Sources: Eurostat, 2023; German Economic Institute (Institut der deutschen Wirtschaft).
Figure 2: Figure 2: EU-Imports of sophisticated manufacturing goods from China and Germany in 2-digit product groups (CPA-Classification)
Shares in percent
Sources: Eurostat, 2023; German Economic Institute (Institut der deutschen Wirtschaft).
The development of EU import shares over time is also cause for certain concern in several other industrial sectors. China has recently been able to further increase its share in all of the industrial product groups considered, in some cases very significantly. In contrast, Germany’s share of EU imports continued to fall almost everywhere:
In many cases, the changes were significant between 2020 and 2022 compared to former periods, indicating also from this perspective that the diverging trends appear to have accelerated.
Third, when 4-digit product groups of sophisticated manufacturing products are considered, a similar picture emerges. Out of 85 a total of product groups, in 77 groups China’s share in EU imports increased between 2020 and 2022. Germany’s share changes, however, are negative in 69 out of 85 cases. Obviously, Chinese share gains in sophisticated industrial products are accompanied by German share losses in most cases (62 out of 85).
As shown, Chinese share gains and German share losses often go hand in hand. Although no causality is examined in this report, this finding strongly suggests that China is increasingly competing with the German economy in its EU home market and in sectors where it has been traditionally strong.

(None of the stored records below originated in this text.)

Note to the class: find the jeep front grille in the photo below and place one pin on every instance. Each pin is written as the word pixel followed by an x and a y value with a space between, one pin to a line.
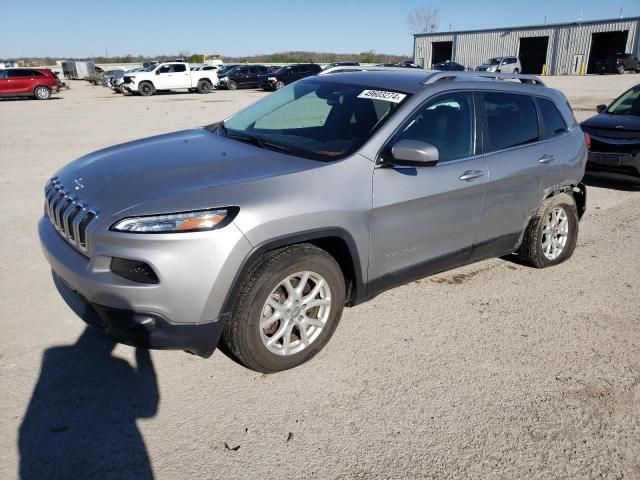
pixel 69 215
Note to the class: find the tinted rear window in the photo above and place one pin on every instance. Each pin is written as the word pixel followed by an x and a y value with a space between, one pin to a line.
pixel 552 119
pixel 511 120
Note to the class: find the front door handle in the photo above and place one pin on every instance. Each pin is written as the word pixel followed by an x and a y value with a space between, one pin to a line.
pixel 471 175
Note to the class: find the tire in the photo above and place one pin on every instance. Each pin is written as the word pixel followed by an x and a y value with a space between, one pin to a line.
pixel 204 87
pixel 538 248
pixel 245 339
pixel 145 89
pixel 42 93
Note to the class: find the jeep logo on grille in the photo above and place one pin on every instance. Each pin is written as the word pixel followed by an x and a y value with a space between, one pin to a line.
pixel 78 185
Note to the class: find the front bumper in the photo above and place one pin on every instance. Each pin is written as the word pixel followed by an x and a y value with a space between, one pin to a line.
pixel 140 329
pixel 614 162
pixel 182 311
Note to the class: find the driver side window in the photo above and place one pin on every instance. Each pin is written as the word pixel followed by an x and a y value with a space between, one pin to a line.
pixel 446 122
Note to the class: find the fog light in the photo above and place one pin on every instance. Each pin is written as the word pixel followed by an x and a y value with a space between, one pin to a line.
pixel 134 270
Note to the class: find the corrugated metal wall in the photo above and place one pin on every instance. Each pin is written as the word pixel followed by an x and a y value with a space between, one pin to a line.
pixel 565 41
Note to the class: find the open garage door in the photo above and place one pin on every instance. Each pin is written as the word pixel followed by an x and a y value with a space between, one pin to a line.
pixel 441 52
pixel 533 54
pixel 605 45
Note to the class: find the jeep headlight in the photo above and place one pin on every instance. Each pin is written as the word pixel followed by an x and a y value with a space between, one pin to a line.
pixel 197 221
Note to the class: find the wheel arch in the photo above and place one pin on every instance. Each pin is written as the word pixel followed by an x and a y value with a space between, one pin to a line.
pixel 578 192
pixel 336 241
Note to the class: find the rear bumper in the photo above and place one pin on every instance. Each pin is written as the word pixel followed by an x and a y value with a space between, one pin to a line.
pixel 613 162
pixel 140 329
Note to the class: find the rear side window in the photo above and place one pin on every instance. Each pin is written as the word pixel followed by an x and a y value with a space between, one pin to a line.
pixel 511 121
pixel 552 119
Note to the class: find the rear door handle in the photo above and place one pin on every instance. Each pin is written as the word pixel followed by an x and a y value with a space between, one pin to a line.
pixel 471 175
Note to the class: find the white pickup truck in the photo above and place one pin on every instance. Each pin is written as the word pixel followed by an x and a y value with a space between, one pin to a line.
pixel 170 76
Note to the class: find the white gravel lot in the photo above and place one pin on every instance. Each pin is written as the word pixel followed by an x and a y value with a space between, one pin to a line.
pixel 494 370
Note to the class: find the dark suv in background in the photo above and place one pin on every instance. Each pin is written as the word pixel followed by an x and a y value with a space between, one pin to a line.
pixel 287 75
pixel 244 76
pixel 618 63
pixel 28 82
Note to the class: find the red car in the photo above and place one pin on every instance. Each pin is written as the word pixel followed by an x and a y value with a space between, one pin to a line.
pixel 28 82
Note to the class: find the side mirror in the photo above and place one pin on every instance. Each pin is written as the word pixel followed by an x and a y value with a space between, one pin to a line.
pixel 415 152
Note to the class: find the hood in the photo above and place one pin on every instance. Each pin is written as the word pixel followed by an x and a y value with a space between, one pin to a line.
pixel 172 165
pixel 606 121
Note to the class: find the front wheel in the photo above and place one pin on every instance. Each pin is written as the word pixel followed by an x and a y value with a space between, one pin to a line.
pixel 42 93
pixel 145 89
pixel 552 233
pixel 288 308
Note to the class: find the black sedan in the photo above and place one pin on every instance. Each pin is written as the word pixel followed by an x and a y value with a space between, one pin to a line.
pixel 449 66
pixel 615 136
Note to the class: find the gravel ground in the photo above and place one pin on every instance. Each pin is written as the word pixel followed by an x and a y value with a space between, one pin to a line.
pixel 494 370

The problem is that China’s export successes are likely to be also based on extensive and widespread subsidies, which raises the question of trade policy responses. It is true that China is also catching up in terms of technology, education and research. However, it is combining the resulting true and basic competitiveness with intensive industrial policy subsidies (Matthes, 2020a; Chimits, 2023; OECD, 2023). With the Made in China 2025 strategy, the government uses massive subsidies to make the Chinese economy an innovation leader in the long term, including in sectors in which the German economy has its specialisation advantages (Zenglein/Holzmann, 2019). This combination poses threats to German export markets worldwide – including the risk of welfare losses for Germany as a whole (Matthes, 2020b). The information on the relevance of competitive pressure from China is surprisingly sparse in the economic literature (Matthes, 2021a; 2021b). According to a survey by the German Economic Institute (IW), German industrial companies already attributed significantly greater importance to competitive pressure from Chinese companies than to protectionism at the end of 2020 (Matthes, 2021b).
More generally, the empirical findings raise concerns about the German industrial export model – not only regarding increasing competitive pressures from China but also in view of the energy transition challenges and the fundamental competitiveness problems in Germany.
Overall, the German industrial export model seems to be getting into trouble.